6 cups (720 g) bread flour (If you can’t get it, use all-purpose flour and start the night before)
2 room temp eggs, lightly mixed (plus one egg white if you wish to do an egg wash before baking)
1 ½ tsp (9 g) fine-grained sea salt
¼ cup (50g) canola or any olive oil
1 packet or 1 TBSP (9g) active dry yeast
¼ cup sugar (50g) or honey (85g)
1 ½ to 2 cups of room temperature or lukewarm water (More as needed)
In a large mixing bowl, stir the yeast, sweetener, and 1 cup of flour into 1 ½ cups of lukewarm water.
It should start to bubble in a moment or two. Add the rest of the flour, eggs, salt, and oil to the bowl
Use your hands or a scraper to pull the dough into a ball, adding water as needed into the bowl.
When it forms a ball, remove and knead until the dough feels like an earlobe (even though it sounds gross) I count up to at least fifty turns, each turn including the right and left side.
Place in a large, lightly sprayed bowl, cover with plastic wrap and let it rest at room temperature (not in front of the window!) until it is double in bulk (about an hour), or in the fridge overnight, or overnight on the counter (a good method if it’s a pandemic and you can’t get bread flour).
Once the dough is doubled (or the next morning), punch it down, cover the bowl loosely with a tea cloth or plastic wrap, let it double in size again for about an hour
If you are making authentic ‘Challah,’ this is where you take an olive-sized piece of the dough and bake it in the toaster after saying the traditional blessing.
This dough is enough for 2 good-sized loaves, 4 small loaves, or 8 personal loaves if you want to give each guest a separate loaf. For 2 loaves, divide the dough in half, and divide one half into the number of pieces you want to braid. There are plenty how-to braid videos, and you can get creative!
I do 4, 5 and 6 braid challahs, but 3-braided challahs taste just as delicious. For beginners who haven’t raised long-haired children, divide each half into 3 pieces of dough and roll them into foot-long ropes. Set the three ropes of dough in front of you on the counter and pinch them together at the top. Now take the rope on the right and place it over the rope in the middle.
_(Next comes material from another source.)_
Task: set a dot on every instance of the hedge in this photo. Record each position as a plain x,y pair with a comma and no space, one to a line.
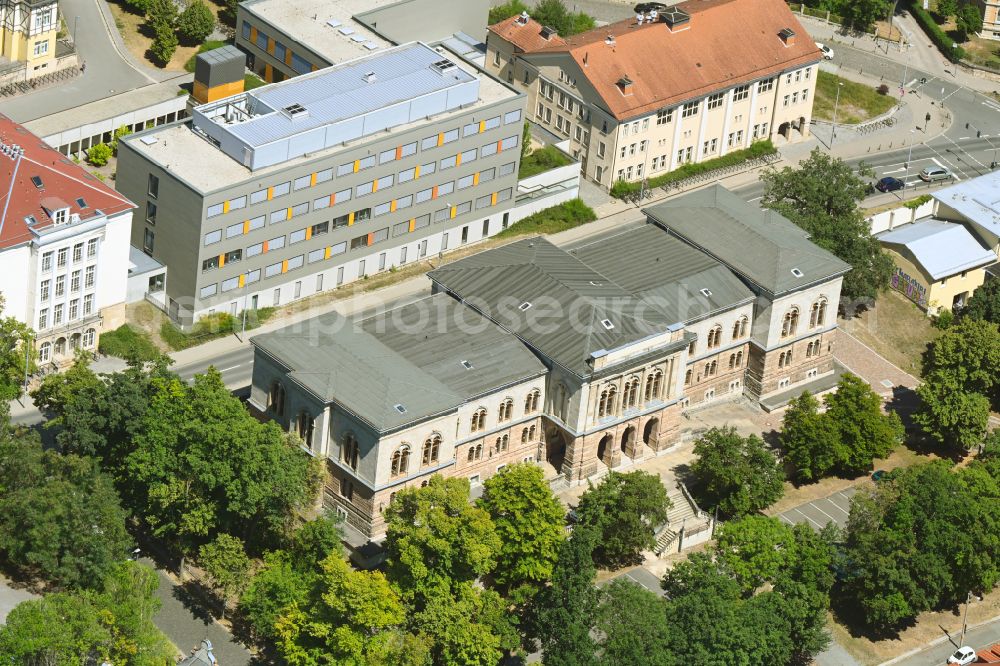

Take the rope on the left and place it over the NEW middle rope (the one you already moved). Again, lift the rope on the right and place it over the middle rope. Keep going. Before you know it, you’ll have a braid!
Tuck the ends of each loaf under and set them in place with a little water.
Place your braided loaves on a silicone mat-covered or sprayed baking pan with space in between. The loaves will poof up more. Cover the loaves loosely with a tea towel for the last rise, for about an hour, or until you are ready to bake.
Then, preheat the oven to 350°F/180°C
OPTIONAL: Just before you set them in the oven, in a small bowl, stir the white of one egg with a teaspoon of honey and brush the loaves. You can also sprinkle the loaves with poppy seeds, sesame seeds, or chopped dehydrated onion.
Baking time will depend on the size of the loaves and on your oven. If you bake 2 loaves, check at 25 minutes – if they aren’t golden brown and hollow when you tap, bake for an additional 5 minutes. If you are baking 4 loaves, check after 20 minutes. If you are baking 8 loaves, check after 15 minutes. And in each case, add an additional 5 minutes if needed. Final internal temperature should be about 200° – but the golden brown and hollow sound will tell you that the loaves are done.